‘Extremely Active’ Hurricane Season Yet to Come

By Jim Stefkovich, Meteorologist, Alabama Emergency Management Agency

CLANTON –Monday, 9 am August 10, 2020

The National Hurricane Center (NHC) has updated their seasonal forecast which is now an 85% probability of an above normal season.  In a “normal” year, there are 12 named storms and six hurricanes, three of which  become major hurricanes.

The new outlook calls for 19-25 named storms and 7-11 hurricanes.  There have already been nine named storms in 2020.  Typically, the ninth named storm doesn’t occur until the first week of October, so it’s already been a very active year.  It is very possible the list of 21 named storm is exhausted.  In that case, the Greek alphabet will be used.  The only other time this occurred was in 2005, the same year Katrina happened. 

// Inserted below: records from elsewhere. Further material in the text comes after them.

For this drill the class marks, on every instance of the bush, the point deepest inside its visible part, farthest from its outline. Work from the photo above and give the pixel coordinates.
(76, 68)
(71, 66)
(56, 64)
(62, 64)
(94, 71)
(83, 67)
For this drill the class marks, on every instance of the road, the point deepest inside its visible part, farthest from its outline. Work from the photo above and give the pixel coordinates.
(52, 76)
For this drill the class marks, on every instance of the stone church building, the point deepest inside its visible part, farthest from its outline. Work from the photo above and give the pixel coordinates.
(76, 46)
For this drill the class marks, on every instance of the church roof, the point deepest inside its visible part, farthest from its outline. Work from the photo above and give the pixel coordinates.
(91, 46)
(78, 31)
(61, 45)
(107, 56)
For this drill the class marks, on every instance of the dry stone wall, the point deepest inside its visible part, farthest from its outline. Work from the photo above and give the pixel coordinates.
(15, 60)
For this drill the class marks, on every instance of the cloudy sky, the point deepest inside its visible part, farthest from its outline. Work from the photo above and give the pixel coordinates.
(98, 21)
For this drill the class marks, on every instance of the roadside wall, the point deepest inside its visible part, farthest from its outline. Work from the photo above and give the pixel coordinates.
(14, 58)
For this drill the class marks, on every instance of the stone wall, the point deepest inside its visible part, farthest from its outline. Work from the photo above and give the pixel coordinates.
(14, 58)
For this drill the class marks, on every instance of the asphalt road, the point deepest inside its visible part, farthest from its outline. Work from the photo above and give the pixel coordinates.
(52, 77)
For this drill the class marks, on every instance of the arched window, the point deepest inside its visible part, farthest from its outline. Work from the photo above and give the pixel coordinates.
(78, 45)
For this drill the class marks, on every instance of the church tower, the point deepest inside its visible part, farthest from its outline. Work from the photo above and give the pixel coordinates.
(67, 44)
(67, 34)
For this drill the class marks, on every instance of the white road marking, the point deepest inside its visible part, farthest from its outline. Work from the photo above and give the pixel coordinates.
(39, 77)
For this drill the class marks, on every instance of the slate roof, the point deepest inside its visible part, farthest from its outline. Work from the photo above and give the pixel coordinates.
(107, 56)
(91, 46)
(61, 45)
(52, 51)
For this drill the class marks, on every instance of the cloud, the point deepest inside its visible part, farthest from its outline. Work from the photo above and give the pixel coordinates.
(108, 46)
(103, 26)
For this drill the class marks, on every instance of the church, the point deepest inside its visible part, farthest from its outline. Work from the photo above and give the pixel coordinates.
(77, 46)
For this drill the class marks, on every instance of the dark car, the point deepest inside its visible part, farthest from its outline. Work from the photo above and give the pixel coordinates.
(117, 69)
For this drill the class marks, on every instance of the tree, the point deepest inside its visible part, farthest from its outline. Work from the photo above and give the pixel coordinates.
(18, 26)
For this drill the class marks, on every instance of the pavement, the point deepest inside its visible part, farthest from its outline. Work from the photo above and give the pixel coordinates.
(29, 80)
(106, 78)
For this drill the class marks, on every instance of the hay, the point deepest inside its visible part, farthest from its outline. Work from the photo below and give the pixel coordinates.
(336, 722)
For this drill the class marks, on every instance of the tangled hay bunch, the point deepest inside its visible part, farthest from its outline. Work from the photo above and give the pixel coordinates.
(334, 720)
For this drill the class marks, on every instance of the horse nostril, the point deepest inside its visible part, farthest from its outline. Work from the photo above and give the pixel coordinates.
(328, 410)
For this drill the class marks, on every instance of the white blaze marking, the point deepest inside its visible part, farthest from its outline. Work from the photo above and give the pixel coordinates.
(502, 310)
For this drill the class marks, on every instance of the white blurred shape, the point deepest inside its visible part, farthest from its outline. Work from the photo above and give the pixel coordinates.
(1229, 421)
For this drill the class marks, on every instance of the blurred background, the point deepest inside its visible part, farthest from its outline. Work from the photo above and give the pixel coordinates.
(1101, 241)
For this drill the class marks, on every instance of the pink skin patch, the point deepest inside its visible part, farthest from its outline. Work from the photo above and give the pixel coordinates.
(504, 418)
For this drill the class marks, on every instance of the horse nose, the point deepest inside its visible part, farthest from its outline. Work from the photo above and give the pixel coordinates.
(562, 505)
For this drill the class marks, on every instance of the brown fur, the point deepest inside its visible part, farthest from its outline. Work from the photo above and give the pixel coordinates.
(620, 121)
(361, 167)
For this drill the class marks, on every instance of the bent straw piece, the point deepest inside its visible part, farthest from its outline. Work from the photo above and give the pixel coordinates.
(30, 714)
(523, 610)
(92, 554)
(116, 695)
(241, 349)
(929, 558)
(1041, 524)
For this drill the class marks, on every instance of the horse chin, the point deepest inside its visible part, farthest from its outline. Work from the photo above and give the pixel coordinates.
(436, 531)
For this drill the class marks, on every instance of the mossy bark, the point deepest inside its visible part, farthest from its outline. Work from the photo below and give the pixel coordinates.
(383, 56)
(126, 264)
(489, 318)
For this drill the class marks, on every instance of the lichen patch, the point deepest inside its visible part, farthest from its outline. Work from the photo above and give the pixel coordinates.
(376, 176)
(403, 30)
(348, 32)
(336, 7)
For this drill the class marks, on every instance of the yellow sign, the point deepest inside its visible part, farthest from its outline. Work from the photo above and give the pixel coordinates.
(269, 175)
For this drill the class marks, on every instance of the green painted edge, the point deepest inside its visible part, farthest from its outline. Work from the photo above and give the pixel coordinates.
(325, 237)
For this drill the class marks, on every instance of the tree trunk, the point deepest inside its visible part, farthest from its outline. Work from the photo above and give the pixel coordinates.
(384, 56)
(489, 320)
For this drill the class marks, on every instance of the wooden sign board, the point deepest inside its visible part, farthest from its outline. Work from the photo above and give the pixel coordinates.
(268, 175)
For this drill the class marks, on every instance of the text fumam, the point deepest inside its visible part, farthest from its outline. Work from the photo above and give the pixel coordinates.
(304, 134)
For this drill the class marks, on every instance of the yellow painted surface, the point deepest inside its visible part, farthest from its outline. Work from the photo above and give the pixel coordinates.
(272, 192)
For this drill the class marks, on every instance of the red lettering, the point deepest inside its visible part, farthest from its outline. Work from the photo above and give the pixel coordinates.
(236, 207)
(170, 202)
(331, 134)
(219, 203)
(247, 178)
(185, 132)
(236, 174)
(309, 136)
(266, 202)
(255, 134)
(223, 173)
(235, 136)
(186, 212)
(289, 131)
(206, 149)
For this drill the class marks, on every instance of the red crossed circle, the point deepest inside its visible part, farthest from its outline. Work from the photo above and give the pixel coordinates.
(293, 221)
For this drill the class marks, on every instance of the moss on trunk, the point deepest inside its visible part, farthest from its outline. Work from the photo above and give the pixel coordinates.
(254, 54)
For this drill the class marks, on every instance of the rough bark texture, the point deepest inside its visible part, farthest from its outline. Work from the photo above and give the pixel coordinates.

Look at the graph below.  Around 90% of hurricanes and tropical storms occur between August and November. 

Put another way, we have a long way to go before the end of the season.

This forecast does NOT indicate where landfall will occur.  But, unfortunately conditions will remain very favorable for storm development through the summer and fall.

That’s why it’s important to constantly keep up to date with the latest forecasts from the NHC https://www.nhc.noaa.gov , your local NWS office, and local information from both media and especially Emergency Management. 

For NWS information, go to https://weather.gov and click on the area of the state you live.  You will be directed to the office that serves you and they will provide specific impact and safety information.

To learn more about developing or reviewing your tropical action plan, go to https://www.ready.gov/hurricanes and https://www.weather.gov/wrn/hurricane-preparedness 

Finally, public shelters should be considered as a last resort “only” due to the ongoing pandemic, and these locations will likely shelter far less people than in normal times.  Now is the time to make sure you have both a hurricane plan in place and a safe location to go in case one of these systems affects Alabama.